BP Senegal rejects and speaks on BBC gas deal accusations

/ News & Interviews / Tuesday, 11 June 2019 10:43

BP rejected a BBC investigation which suggested a gas deal that the energy giant signed in Senegal would deprive the West African state of badly-needed income.

The investigation has caused an outcry in the impoverished country, where oil and gas finds over the past five years have stoked public expectations of a bonanza.

The BBC report said that in 2017 BP purchased the rights to shares in two gas fields in Senegalese waters that had been acquired in 2012 by the Timis Corporation, controlled by an Australian-Romanian businessman, Frank Timis.

BP paid $250 million (222 million euros) to Timis Corp. together with a commitment to pay royalties of around $10 billion over 40 years, it said.

The deal would deprive Senegal, among the world's 25 poorest countries, of major revenue over decades, it said.

In a press conference, BP's head in Senegal, Geraud Moussarie, said the figures in the contract were “confidential”, but condemned the report's description of the firm's activities as “deceptive and false.”

The compensation figure reported by the BBC is “so fake and exaggerated that it is complete fantasy,” Moussarie said, speaking in French.

BP “does not recognize” the document that features the figure, and believes it was “produced by another party,” he said. He also dismissed the idea that Senegal was being cheated.

‘No impact’

“Even in a scenario with highly favorable technical and economic conditions, royalties payable to Timis Corporation by BP would not equal even one percent of what the Republic of Senegal could receive,” Moussarie said.

He added, “All royalties payable to Timis Corporation will be deducted exclusively from BP funds. So, these royalties will have no impact on the income of the Republic of Senegal or its partners.”
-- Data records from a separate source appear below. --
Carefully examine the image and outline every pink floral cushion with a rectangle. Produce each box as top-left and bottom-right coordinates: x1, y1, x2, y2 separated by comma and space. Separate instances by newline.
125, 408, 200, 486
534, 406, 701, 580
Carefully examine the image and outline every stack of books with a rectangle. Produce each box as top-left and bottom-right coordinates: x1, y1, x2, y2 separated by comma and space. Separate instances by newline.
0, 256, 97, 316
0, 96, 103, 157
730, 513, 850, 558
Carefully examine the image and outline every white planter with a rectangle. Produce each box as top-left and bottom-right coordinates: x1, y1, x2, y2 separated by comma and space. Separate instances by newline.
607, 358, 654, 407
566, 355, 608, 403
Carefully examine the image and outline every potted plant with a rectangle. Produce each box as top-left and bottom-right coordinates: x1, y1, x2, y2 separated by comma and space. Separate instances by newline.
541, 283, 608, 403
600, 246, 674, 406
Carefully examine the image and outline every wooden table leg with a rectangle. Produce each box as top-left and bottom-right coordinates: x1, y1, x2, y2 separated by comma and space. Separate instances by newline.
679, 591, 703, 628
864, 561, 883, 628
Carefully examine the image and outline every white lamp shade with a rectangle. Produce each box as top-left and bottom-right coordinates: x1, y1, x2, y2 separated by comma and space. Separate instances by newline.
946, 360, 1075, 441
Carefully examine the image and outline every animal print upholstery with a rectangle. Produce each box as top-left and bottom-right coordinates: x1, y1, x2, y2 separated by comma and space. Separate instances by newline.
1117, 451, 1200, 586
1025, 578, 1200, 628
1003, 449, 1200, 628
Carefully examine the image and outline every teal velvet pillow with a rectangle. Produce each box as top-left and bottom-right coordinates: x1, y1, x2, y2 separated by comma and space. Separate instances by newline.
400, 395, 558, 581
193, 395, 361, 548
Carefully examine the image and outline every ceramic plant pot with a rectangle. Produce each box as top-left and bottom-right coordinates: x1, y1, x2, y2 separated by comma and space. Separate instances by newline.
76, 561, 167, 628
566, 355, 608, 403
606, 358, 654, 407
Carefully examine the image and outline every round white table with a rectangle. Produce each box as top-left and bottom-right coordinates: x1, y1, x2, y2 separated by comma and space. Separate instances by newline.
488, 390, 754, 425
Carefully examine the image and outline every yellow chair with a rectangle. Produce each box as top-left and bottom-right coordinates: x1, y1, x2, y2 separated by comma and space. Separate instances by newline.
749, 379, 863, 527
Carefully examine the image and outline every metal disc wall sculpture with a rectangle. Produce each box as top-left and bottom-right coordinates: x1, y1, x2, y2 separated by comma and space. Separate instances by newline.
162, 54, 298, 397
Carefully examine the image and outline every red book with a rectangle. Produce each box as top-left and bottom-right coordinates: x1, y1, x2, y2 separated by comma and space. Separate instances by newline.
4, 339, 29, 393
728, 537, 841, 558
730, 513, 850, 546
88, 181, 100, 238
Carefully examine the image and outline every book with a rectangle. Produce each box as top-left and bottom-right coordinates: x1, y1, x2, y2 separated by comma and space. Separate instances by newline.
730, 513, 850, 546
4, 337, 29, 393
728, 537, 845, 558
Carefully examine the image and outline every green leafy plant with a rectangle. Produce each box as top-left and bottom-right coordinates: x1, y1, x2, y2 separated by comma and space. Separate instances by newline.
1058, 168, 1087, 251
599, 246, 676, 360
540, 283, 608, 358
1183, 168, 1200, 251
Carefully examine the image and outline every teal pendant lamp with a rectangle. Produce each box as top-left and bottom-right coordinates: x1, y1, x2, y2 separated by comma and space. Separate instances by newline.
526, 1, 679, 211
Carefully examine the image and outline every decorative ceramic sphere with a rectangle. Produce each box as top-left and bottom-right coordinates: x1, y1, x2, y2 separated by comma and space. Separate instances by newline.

The report, broadcast on the BBC's Panorama and Africa Eye programmes, said that in June 2012, newly-elected president Macky Sall confirmed a decision taken by his predecessor Abdoulaye Wade, to award the rights to Timis Corp.

Two years later, Timis Corp. secretly paid a “bonus” of $250,000 (222,000 euros) to Agritrans, a company controlled by Sall's younger brother, Aliou Sall, it said.

Aliou Sall was also employed by the Timis group after his brother became president, receiving a salary of $25,000 per month, the BBC said.

He stepped down in October 2016 after being accused of a conflict of interest by the opposition. He was appointed head of a state-run savings deposit bank, the CDC, in 2017.

Aliou Sall strongly denied the report, saying he would file a libel suit against the BBC in Dakar and London.

The Senegalese government lashed the report as “clearly tendentious” and “stuffed with serious and false accusations” although it did not respond to the allegations in their specificity.

President Sall said he viewed the accusations as an attempt to “destabilize” a country trying to make the most of its fossil-fuel find.